Create two urns: {0,1}, {1,1}
Pick a random urn and an element from it
If the element was a 0, go back a step
Record the remaining element in the urn
calculate the ratio of 1’s to 0’s

This is confusing, he says find the odds, but 2/3 is probability. The odds of finding silver should be 2:1 (he also flip-flops between saying they found silver and gold in the first trunk, but that is another problem – and the book was free, so what the heck).

GOLD = 0
SILVER = 1
ship_2 = (GOLD, SILVER)
ship_3 = (SILVER, SILVER)
fleet = (ship_2, ship_3)
trials = 10**5

# ships is a list of random ships from the fleet
ships = [random.choice(fleet) for trial in xrange(trials)]
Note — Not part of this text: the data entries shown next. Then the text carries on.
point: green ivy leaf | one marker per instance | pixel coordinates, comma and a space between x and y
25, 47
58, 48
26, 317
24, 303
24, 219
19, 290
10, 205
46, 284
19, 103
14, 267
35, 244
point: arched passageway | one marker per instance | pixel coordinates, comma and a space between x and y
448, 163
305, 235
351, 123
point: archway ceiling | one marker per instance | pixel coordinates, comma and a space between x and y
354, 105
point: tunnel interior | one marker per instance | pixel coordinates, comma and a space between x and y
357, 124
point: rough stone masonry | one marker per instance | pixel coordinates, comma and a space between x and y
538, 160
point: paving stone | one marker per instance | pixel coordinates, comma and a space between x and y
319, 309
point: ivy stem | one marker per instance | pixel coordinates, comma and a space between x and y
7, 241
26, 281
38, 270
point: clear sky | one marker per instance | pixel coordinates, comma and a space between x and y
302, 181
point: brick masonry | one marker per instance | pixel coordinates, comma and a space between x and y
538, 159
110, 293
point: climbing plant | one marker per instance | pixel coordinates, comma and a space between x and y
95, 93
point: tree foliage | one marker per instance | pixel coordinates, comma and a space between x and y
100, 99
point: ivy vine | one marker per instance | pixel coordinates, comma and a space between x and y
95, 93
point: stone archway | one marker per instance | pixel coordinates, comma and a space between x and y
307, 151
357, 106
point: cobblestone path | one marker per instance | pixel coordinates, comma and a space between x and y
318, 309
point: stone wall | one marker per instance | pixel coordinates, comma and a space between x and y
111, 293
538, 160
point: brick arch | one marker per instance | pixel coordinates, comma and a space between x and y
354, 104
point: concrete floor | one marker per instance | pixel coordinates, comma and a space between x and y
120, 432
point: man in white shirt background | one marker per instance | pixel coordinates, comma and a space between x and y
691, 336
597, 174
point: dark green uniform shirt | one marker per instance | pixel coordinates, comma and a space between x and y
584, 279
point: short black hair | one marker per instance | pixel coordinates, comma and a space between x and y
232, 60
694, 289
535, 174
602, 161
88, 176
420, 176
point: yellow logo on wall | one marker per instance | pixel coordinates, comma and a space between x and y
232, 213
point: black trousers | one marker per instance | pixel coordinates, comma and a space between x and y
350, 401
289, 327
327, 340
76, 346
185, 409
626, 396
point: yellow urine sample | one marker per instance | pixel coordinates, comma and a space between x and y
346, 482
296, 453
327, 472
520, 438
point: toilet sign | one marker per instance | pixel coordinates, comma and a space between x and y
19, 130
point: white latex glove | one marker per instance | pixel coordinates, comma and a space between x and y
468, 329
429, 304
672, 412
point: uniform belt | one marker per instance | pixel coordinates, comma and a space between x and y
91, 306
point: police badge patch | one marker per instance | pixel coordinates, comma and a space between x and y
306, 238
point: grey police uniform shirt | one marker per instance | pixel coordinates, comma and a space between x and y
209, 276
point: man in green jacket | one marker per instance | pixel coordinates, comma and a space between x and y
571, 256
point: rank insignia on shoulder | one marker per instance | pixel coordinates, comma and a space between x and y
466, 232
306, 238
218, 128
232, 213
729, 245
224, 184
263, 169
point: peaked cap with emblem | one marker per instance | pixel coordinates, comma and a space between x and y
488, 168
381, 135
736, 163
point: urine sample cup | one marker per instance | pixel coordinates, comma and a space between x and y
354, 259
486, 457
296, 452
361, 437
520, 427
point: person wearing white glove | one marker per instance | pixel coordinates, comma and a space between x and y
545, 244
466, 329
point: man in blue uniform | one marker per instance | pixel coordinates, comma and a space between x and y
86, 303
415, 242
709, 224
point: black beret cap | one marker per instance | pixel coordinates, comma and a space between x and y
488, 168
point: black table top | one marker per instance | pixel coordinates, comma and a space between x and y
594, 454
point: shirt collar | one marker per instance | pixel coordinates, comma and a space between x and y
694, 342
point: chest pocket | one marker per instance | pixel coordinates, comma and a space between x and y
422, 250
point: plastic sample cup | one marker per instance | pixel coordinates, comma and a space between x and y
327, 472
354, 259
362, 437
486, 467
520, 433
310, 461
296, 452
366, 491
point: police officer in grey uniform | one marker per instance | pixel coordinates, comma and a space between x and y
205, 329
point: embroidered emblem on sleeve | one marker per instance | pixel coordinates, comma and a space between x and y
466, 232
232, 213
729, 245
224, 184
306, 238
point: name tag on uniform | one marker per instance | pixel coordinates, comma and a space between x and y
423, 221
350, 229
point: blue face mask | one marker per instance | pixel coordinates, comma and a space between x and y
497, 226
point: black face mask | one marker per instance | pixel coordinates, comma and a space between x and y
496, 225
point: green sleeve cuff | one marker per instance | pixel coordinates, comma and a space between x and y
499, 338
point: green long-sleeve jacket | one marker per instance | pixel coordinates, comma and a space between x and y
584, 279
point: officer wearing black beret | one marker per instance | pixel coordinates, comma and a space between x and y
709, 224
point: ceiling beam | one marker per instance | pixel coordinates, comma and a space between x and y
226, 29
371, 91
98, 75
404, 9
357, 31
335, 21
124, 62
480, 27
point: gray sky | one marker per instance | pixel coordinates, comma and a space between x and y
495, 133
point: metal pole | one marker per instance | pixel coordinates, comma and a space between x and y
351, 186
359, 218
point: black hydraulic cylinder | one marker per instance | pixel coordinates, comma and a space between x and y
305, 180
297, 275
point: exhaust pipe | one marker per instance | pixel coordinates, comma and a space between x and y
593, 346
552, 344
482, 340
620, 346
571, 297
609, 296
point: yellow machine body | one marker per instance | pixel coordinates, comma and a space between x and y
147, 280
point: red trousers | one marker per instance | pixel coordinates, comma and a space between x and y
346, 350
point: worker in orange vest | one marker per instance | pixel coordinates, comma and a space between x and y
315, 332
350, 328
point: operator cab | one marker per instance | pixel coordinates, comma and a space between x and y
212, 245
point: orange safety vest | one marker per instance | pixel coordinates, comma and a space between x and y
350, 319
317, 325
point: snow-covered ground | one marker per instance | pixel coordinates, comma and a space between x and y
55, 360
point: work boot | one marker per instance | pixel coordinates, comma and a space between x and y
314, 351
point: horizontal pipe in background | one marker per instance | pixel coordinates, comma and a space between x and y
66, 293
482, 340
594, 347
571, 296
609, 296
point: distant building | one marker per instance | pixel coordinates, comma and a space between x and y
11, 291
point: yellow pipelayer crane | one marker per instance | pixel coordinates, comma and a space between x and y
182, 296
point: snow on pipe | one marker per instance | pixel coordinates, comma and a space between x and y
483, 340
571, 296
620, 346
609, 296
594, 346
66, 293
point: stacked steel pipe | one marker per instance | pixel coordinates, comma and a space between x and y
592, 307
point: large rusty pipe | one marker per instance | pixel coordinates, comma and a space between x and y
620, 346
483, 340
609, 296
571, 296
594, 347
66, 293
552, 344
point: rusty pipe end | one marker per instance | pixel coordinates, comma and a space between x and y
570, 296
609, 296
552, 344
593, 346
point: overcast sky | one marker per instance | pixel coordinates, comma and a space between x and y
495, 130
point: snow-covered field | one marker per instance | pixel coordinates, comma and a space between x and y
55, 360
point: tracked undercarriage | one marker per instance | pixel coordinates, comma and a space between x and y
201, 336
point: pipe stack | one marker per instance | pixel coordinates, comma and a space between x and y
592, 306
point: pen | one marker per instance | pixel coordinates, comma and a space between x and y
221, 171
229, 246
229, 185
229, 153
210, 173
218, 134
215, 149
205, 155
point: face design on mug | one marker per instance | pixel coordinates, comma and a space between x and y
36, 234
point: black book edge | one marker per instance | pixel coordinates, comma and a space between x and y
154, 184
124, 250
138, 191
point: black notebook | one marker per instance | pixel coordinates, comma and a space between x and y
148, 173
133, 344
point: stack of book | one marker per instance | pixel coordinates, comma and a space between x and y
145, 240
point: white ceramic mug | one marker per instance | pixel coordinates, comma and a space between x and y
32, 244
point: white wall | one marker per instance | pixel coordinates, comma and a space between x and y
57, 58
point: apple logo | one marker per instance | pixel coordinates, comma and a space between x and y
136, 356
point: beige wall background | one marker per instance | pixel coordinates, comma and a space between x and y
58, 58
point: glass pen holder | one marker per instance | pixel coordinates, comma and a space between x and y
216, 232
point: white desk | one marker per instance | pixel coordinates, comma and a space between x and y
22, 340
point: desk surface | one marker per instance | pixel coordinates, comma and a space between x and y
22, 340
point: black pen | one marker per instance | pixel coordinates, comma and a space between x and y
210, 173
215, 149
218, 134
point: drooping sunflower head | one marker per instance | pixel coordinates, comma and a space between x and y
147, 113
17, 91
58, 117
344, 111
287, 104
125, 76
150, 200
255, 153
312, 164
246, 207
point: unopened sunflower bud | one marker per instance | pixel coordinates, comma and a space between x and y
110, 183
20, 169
# found_trunks is a list of trunk-indices chosen for each ship (the trunk found by the diver)
# although the values are the same as gold and silver (0 and 1)
# in this case they are tuple indices for the trunk-tuples in the ships
found_trunks = [random.randint(0,1) for ship in ships]

# next_trunks is the type of trunk not chosen for found_trunks if found_trunks wasn't gold
# because it's filtered, its length is the count of all cases where the first trunk was silver
next_trunks = [ships[index][(found_trunks[index] + 1) % 2] for index in range(len(ships))
               if ships[index][found_trunks[index]] != GOLD]

# silvers is a count of the next_trunks that were silver
silvers = sum(1 for trunk in next_trunks if trunk == SILVER)

print "Probability next trunk is silver: {0:.2f}".format(float(silvers)/len(next_trunks))
print "(Compare to 2/3 = {0:.2f}).".format(2./3)  

Probability next trunk is silver: 0.67 (Compare to 2/3 = 0.67).